Uneventful Backpack
[I]t gives users an easy, casual storage location on the Web, a place to scratch down important notes, draw up to-do lists, and store important files organized around specific tasks (say, all the stuff you need for a business trip). The Wall Street Journal has praised Backpack as the best tool of its kind, and perhaps more important, bloggers have been jumping for joy over it. Lifehacker, a blog that offers tips to help keep your life in order, calls the software "a perfect online replacement (or supplement) to that fancy notebook you've been scribbling in." --Salon, August 10, 2005Someone is going to have to explain how this much-buzzed-about Backpack (oh, that reminds me, take my poll if you still haven't) online utility differs much from an X-drive with some of the useless/unused features of Outlook tacked on. I have to think online to-do lists are not the next next thing. Who wants to sit around typing things into an online to-do list? Hard to find much joy in that.
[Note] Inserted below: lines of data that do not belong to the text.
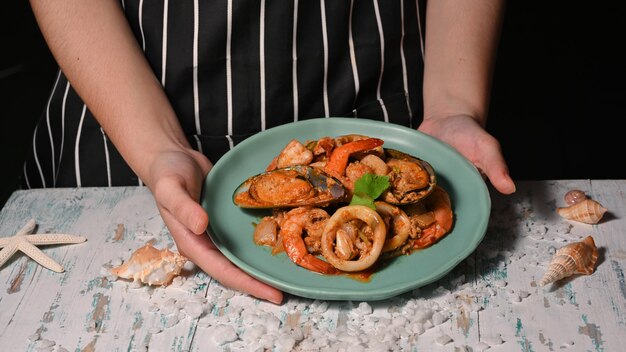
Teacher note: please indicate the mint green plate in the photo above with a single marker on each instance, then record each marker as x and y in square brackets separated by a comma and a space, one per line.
[231, 227]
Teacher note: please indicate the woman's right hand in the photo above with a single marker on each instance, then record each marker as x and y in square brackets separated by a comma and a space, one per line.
[176, 182]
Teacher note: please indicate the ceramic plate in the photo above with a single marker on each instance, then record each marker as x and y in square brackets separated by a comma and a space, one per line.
[231, 227]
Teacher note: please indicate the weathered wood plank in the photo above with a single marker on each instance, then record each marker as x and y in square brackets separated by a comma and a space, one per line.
[491, 299]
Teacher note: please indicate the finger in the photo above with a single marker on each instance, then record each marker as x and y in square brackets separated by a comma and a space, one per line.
[202, 252]
[174, 197]
[494, 167]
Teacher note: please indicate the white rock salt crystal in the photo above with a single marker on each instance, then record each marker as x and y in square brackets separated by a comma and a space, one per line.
[399, 321]
[443, 339]
[364, 308]
[439, 318]
[500, 283]
[272, 323]
[476, 307]
[193, 309]
[457, 281]
[494, 340]
[177, 281]
[284, 343]
[171, 321]
[223, 334]
[169, 307]
[423, 314]
[441, 291]
[481, 346]
[45, 343]
[321, 307]
[227, 294]
[253, 333]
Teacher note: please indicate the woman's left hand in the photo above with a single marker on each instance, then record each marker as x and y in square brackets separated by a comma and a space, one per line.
[467, 136]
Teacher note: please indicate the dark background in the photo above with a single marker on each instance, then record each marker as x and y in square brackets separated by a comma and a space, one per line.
[558, 102]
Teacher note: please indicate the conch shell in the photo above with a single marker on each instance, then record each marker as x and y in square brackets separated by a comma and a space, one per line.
[151, 266]
[588, 211]
[574, 258]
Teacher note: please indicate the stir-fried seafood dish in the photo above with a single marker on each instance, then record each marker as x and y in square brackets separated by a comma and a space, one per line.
[339, 204]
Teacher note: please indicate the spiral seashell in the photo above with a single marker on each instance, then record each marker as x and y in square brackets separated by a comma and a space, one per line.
[151, 266]
[588, 211]
[574, 196]
[574, 258]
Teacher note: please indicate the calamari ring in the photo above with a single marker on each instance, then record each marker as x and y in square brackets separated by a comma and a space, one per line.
[342, 215]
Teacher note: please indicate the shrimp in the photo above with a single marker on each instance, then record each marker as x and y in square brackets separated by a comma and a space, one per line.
[291, 230]
[294, 153]
[439, 203]
[399, 225]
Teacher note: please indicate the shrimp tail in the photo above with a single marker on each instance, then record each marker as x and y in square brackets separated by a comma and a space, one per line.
[338, 161]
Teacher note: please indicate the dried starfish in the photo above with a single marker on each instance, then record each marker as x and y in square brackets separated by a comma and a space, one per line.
[25, 242]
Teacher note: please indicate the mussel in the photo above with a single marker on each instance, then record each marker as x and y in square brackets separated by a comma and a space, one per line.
[292, 186]
[411, 178]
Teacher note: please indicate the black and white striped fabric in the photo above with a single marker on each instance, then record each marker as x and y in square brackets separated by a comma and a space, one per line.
[232, 68]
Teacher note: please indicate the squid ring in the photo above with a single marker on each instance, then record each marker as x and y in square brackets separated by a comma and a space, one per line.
[342, 215]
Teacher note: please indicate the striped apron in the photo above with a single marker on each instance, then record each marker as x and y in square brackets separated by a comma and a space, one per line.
[233, 68]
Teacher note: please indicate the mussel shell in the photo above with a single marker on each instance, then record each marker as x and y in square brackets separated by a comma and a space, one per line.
[292, 186]
[413, 195]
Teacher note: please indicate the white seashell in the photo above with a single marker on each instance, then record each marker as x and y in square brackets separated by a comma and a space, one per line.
[587, 210]
[574, 258]
[151, 266]
[574, 196]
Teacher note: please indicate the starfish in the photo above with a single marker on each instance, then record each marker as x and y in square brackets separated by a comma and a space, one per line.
[25, 242]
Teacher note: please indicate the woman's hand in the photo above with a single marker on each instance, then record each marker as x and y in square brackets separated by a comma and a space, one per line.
[177, 179]
[468, 137]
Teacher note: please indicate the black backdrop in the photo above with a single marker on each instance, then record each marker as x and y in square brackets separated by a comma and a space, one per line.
[558, 99]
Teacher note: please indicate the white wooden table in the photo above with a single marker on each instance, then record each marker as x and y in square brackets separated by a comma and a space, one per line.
[492, 300]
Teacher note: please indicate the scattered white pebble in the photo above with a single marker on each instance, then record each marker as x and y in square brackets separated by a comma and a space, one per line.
[364, 308]
[223, 334]
[193, 309]
[481, 346]
[439, 318]
[500, 283]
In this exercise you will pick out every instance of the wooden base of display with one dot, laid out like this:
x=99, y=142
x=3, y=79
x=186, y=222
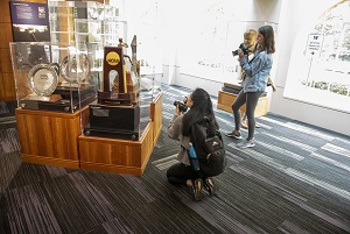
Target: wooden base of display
x=53, y=138
x=115, y=155
x=225, y=101
x=48, y=137
x=122, y=156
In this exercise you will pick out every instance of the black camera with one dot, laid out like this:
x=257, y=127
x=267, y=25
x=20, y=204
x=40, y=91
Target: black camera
x=243, y=48
x=183, y=108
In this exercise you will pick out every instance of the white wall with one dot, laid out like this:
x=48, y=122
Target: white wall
x=294, y=14
x=290, y=15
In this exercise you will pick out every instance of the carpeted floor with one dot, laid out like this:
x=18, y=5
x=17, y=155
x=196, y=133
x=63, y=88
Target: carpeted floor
x=296, y=180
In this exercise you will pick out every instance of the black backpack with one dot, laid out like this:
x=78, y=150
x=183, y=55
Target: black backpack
x=209, y=146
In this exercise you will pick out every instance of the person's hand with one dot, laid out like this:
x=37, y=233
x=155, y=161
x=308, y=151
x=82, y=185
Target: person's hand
x=241, y=53
x=177, y=110
x=273, y=88
x=185, y=100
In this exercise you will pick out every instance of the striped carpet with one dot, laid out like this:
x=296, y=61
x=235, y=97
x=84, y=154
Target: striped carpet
x=295, y=180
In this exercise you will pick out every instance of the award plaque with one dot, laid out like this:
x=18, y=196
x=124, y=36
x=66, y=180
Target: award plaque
x=42, y=79
x=74, y=71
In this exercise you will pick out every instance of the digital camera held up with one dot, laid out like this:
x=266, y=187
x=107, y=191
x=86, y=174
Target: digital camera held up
x=243, y=48
x=182, y=106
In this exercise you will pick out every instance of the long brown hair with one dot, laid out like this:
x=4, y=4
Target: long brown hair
x=269, y=35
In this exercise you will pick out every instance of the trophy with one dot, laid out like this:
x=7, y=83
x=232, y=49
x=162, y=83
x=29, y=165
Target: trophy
x=42, y=81
x=114, y=79
x=75, y=69
x=117, y=114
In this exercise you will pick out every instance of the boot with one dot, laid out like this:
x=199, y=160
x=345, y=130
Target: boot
x=211, y=186
x=197, y=189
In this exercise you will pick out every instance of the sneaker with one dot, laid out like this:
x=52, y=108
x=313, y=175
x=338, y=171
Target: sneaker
x=233, y=135
x=244, y=124
x=197, y=189
x=211, y=186
x=246, y=144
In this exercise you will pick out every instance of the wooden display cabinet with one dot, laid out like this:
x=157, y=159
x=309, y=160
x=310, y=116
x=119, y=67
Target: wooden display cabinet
x=122, y=156
x=49, y=137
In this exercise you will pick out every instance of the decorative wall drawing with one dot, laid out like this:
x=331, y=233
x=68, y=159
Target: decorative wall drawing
x=323, y=78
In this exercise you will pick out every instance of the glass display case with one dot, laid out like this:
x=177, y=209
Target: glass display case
x=122, y=106
x=63, y=15
x=51, y=77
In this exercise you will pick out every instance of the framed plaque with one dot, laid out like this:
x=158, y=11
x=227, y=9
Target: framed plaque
x=74, y=71
x=42, y=79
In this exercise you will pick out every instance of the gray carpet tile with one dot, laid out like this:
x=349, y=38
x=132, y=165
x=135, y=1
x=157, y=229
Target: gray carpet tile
x=295, y=180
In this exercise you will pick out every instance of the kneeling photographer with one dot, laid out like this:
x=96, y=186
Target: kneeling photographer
x=183, y=173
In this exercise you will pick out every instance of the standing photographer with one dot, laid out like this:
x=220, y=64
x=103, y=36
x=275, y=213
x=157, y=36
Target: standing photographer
x=183, y=173
x=254, y=83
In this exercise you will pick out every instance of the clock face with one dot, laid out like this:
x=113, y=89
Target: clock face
x=42, y=79
x=75, y=69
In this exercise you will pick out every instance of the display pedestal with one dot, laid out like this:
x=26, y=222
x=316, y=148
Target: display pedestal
x=122, y=156
x=48, y=137
x=225, y=101
x=115, y=155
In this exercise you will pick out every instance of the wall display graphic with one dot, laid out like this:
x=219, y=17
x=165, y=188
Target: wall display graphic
x=30, y=21
x=319, y=67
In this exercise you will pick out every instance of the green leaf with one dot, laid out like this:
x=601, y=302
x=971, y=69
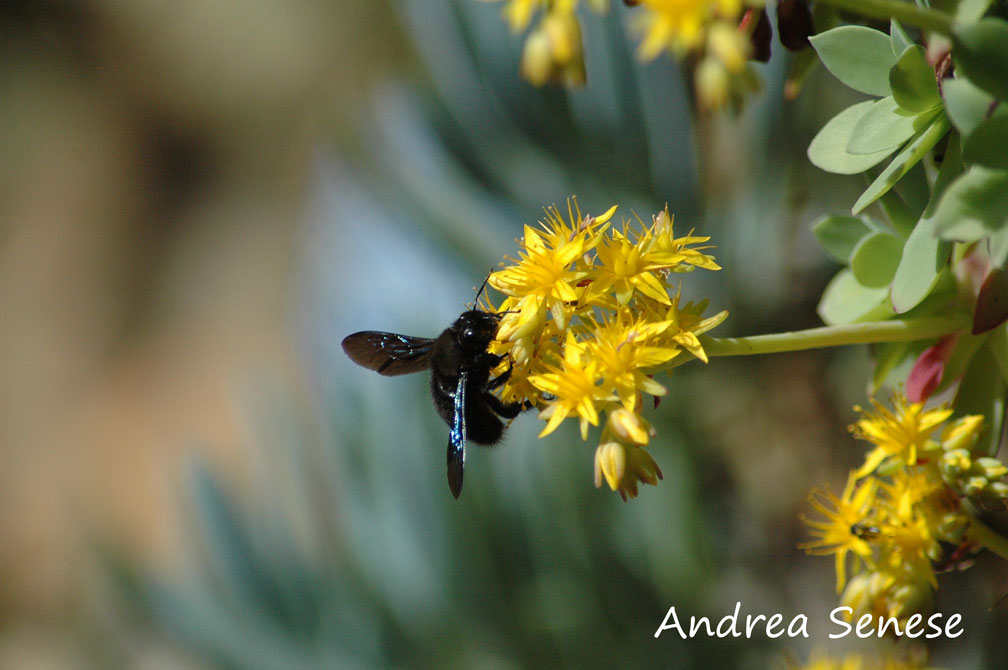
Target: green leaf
x=881, y=128
x=999, y=348
x=847, y=301
x=860, y=57
x=900, y=40
x=904, y=160
x=912, y=81
x=915, y=190
x=971, y=10
x=981, y=392
x=892, y=362
x=924, y=256
x=876, y=258
x=987, y=145
x=998, y=248
x=974, y=206
x=980, y=51
x=839, y=235
x=828, y=150
x=966, y=103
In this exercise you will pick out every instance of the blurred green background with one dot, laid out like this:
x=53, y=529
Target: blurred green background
x=202, y=198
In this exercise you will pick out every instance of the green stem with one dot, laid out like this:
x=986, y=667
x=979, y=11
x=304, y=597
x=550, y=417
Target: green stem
x=835, y=336
x=987, y=537
x=905, y=12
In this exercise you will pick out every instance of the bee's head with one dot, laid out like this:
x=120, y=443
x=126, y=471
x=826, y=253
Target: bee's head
x=475, y=328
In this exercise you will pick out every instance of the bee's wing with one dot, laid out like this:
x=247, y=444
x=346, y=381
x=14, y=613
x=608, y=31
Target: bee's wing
x=457, y=437
x=388, y=354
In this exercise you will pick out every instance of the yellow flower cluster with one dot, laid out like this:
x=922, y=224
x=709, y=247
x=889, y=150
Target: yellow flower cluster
x=916, y=659
x=708, y=28
x=591, y=315
x=901, y=505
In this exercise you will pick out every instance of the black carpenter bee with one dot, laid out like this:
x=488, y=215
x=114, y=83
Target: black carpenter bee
x=460, y=378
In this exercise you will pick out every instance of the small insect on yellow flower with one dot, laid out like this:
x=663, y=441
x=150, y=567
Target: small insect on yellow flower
x=589, y=318
x=848, y=522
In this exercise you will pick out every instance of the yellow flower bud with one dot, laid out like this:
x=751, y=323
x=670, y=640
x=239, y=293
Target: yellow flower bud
x=610, y=461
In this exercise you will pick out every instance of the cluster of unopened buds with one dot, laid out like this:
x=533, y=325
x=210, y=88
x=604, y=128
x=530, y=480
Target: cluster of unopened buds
x=718, y=37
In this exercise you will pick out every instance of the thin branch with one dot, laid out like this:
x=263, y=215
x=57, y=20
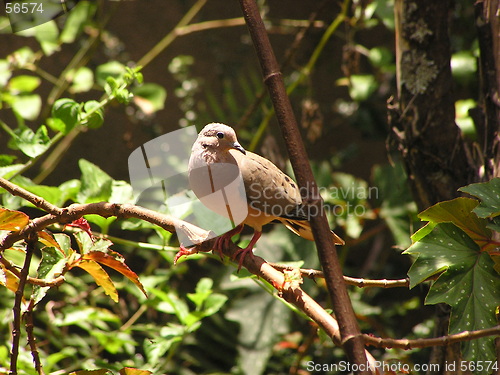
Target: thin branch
x=355, y=281
x=16, y=310
x=256, y=265
x=435, y=341
x=28, y=315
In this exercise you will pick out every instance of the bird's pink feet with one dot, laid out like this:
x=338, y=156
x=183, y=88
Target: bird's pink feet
x=242, y=253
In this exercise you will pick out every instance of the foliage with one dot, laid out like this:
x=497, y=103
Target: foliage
x=103, y=293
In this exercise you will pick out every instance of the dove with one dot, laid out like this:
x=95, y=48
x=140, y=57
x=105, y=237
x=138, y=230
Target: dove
x=269, y=194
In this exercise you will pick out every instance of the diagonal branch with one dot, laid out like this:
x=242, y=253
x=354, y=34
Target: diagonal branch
x=351, y=338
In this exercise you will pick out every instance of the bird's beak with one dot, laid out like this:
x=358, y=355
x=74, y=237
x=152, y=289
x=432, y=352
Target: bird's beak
x=238, y=147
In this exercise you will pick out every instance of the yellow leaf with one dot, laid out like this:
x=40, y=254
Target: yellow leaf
x=100, y=276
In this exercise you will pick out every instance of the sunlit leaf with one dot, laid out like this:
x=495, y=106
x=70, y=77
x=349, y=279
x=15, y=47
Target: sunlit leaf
x=100, y=276
x=468, y=283
x=32, y=143
x=150, y=97
x=82, y=79
x=112, y=69
x=48, y=240
x=489, y=193
x=12, y=220
x=24, y=83
x=116, y=262
x=94, y=114
x=96, y=184
x=27, y=106
x=91, y=372
x=67, y=111
x=459, y=211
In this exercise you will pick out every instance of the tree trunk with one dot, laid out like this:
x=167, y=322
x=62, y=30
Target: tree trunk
x=422, y=117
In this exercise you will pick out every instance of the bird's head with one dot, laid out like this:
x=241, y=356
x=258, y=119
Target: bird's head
x=220, y=138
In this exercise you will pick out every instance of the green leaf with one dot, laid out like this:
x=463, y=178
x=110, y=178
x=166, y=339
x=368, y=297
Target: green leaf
x=52, y=265
x=67, y=111
x=27, y=106
x=51, y=194
x=33, y=144
x=100, y=276
x=47, y=35
x=468, y=283
x=445, y=246
x=96, y=184
x=94, y=116
x=489, y=194
x=463, y=119
x=24, y=84
x=459, y=211
x=112, y=69
x=150, y=97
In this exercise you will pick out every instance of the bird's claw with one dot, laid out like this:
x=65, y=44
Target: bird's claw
x=185, y=251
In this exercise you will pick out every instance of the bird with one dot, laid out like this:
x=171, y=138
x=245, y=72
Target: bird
x=217, y=158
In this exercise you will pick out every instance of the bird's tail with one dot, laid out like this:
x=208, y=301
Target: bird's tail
x=303, y=229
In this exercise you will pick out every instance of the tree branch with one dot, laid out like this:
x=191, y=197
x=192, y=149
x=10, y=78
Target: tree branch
x=351, y=339
x=435, y=341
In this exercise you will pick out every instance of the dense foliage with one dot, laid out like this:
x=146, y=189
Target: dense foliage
x=102, y=292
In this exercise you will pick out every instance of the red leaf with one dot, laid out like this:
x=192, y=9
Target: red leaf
x=83, y=224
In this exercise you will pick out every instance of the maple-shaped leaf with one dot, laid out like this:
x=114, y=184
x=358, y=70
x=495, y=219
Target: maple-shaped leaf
x=83, y=224
x=49, y=241
x=489, y=194
x=12, y=220
x=468, y=283
x=100, y=276
x=91, y=372
x=115, y=261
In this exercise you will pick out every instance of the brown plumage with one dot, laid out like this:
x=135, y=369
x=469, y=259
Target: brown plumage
x=270, y=194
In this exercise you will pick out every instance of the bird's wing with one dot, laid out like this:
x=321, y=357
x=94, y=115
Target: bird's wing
x=268, y=189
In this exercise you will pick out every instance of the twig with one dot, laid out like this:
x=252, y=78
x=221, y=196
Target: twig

Dexterous programmers, bloggers and nerdy tech journalists might, perhaps, but not typical people.
I'm starting to think the Web can't possibly fulfill its potential to change big sectors of our lives until there are (a) much better input devices, like superb voice recognition and optical character recognition tools and (b) much better output devices--compact and book-like with major wireless bandwidth and battery life.
It's interesting to think about all the talent that's been thrown at hardware, software, networking and the rest, over decades, with the result that there are still bottlenecks at both ends and huge regions of knowledge-work where the best tools are a pad and pencil and a book.
1 Comments:
The simple fact that Brett just sold Xdrive to AOL last week means that BACKPACK or whatever is BETTER. Why....why?